Камбон, настоящий министр финансов тех времен, дантонист Камбон, который с такой неохотой выпускал из рук деньги, резко ответил:

— Пятисот тысяч франков мало. Я предлагаю десять миллионов.

Сумма в десять миллионов была поставлена на голосование и принята. Наконец, 26 декабря, в тот самый день, когда Робеспьер потребовал, чтобы Революционный трибунал не затягивал судебные разбирательства и поскорее выносил приговоры, на трибуну поднялся один из дантонистов, бледный и растерянный, и крикнул:

— Сегодня казнят невинного, вот доказательство!

Все так жаждали возврата к милосердию, что Конвент немедленно проголосовал за отсрочку и больше двадцати членов бросились вон из зала: одни побежали во Дворец правосудия, другие — на площадь Революции, чтобы остановить казнь ни в чем не повинного человека.

Это придало дантонистам храбрости. Они пошли даже дальше, чем сам Дантон.

Бурдон из Уазы, похожий на кабана, поросшего рыжей щетиной, свалил всю вину за поспешность на агента Комитета безопасности Эрона, секретного шпиона Робеспьера.

Робеспьер должен был оставаться вне подозрений и не иметь никаких связей с полицией; поэтому он никогда не видел Эрона.

Но из маленького особнячка, где помещался Комитет общественного спасения, темный коридор вел прямо во дворец Тюильри.

Именно туда приходили люди Эрона, чтобы передать запечатанные донесения, которые постоянно держали Робеспьера в курсе всех дел.

Часто такие пакеты приносили молоденькие девушки и отдавали их дочерям Дюпле. Робеспьер получал их, возвращаясь в дом столяра.

Робеспьер, который, единожды доверившись кому-либо, продолжает слепо доверять ему и дальше, никогда не проверял этого агента, и тот настолько обнаглел, что стал позволять себе оскорблять депутатов.

Поскольку у многих накопились жалобы на Эрона, предложение Бурдона из Уазы было принято. Собрание проголосовало за арест Эрона.

Сторонники Робеспьера забеспокоились: их вождь дал слово, что не знает Эрона, арест которого произошел в его отсутствие. И если бы Эрона не отпустили, то репутация Робеспьера была бы пусть не погублена, но, по крайней мере, сильно подмочена.

Первым делом Кутон потребовал, чтобы Собрание не лишало Комитет общественного спасения своего доверия. Затем Моиз Бейль выступил в защиту Эрона, доказывая, что тот не раз проявлял ловкость и храбрость. Затем сам Робеспьер сделал вид, что смягчился: он стал говорить о душевной чуткости и о своей надежде заслужить мученический венец.

Эрон был отпущен на свободу.

Если бы он был арестован, это означало бы, что власть в руках не Робеспьера, а нашего друга Дантона. Его приятель Брюн, человек решительный, если такие в ту пору были, арестовал бы пособников Эрона, Вестерман обрушился бы на Анрио и вместе со своим другом Сантером поднял бы на борьбу большое предместье.

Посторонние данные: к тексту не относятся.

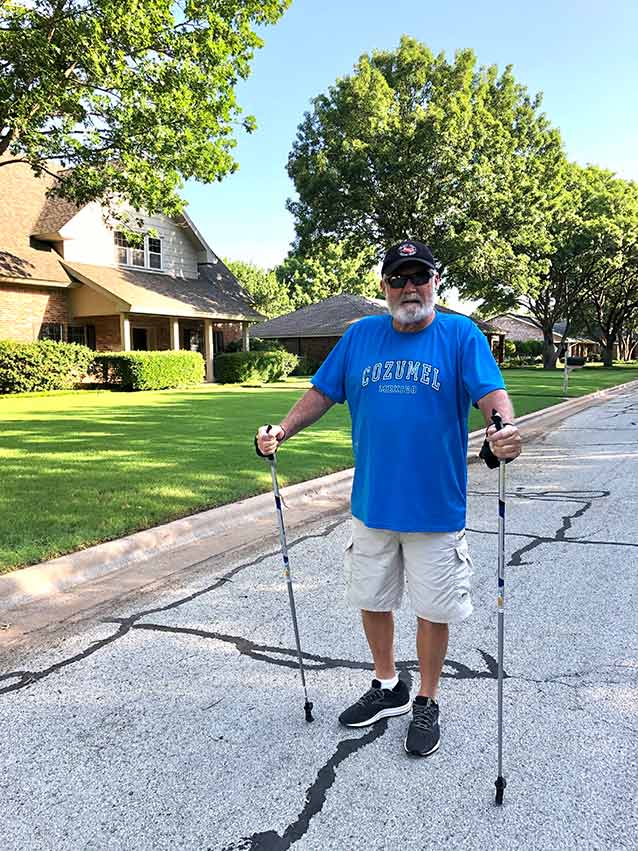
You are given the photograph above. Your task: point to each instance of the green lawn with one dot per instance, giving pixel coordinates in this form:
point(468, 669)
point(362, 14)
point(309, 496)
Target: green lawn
point(84, 467)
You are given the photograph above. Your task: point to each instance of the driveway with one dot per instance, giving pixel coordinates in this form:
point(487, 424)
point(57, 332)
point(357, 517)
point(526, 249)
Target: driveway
point(175, 721)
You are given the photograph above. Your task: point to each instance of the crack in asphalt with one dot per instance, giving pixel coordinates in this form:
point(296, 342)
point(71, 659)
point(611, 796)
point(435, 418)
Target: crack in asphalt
point(249, 648)
point(315, 795)
point(585, 497)
point(27, 678)
point(326, 776)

Тогда можно было бы навязать Собранию Дантона, чрезвычайно популярного в народе, и члены Собрания были бы только рады.

Спасение Робеспьера означало конец Дантона.

Робеспьер слишком хорошо видел, что под ногами у него разверзлась пропасть, и постарался заполнить ее трупами дантонистов. Видя, какой он бледный и трясущийся, Бийо взял его за руку и тихо спросил:

— Надо убить Дантона, не так ли?

Робеспьер даже подскочил от удивления, услышав, что кто-то посмел произнести такие слова.

— Как! — сказал он, глядя Бийо прямо в глаза. — Вы готовы убить первых патриотов?

— Почему бы и нет?

— Своими руками? — спросил Робеспьер.

— Своими руками, — ответил Бийо.

Робеспьер велел позвать Сен-Жюста и Кутона. Он сказал им, что люди жалуются на безнравственное поведение и продажность Дантона. Это обрадовало Сен-Жюста и Кутона.

Начались разговоры в Комитете общественного спасения. Ленде, который был в курсе дела, велел предупредить Дантона. Дантон пожал плечами:

— Ну что ж! Пусть лучше мне отрубят голову, чем я буду отрубать головы другим.

А нам, которые советовали ему бежать, он ответил:

— Вы что же, думаете, родину можно унести на подошвах башмаков?

— Но вы хотя бы спрячьтесь, — настаивала я.

— Разве Дантона можно спрятать? — возразил он. И правда, спрятать Дантона было нелегко.

Он еще не знал, что предстанет перед трибуналом, а ему уже рыли могилу.

И все же у него было смутное предчувствие того, что должно произойти. Дантон сам рассказывал нам, что в один из дождливых холодных вечеров, которые располагают к мрачным мыслям и откровенным разговорам, он вышел из Дворца правосудия вместе с присяжным заседателем Революционного трибунала Субербьелем и Камиллом и, остановившись на Новом мосту, стал грустно смотреть, как течет река.

— Что ты видишь там? — спросил его Субербьель.

— Погляди, — отозвался Дантон, — тебе не кажется, что под мостом течет не вода, а кровь?

— Верно, — согласился Субербьель, — в небе красное зарево, за облаками нас ждет много кровавых дождей.

Дантон обернулся и прислонился спиной к парапету:

— Знаешь, если все пойдет так и дальше, то скоро никто не будет чувствовать себя в безопасности; этим людям все равно, кто перед ними: достойнейший патриот или предатель; никто не может поручиться, что генералы, проливавшие кровь на поле брани, не прольют ее остаток на эшафоте; я устал жить!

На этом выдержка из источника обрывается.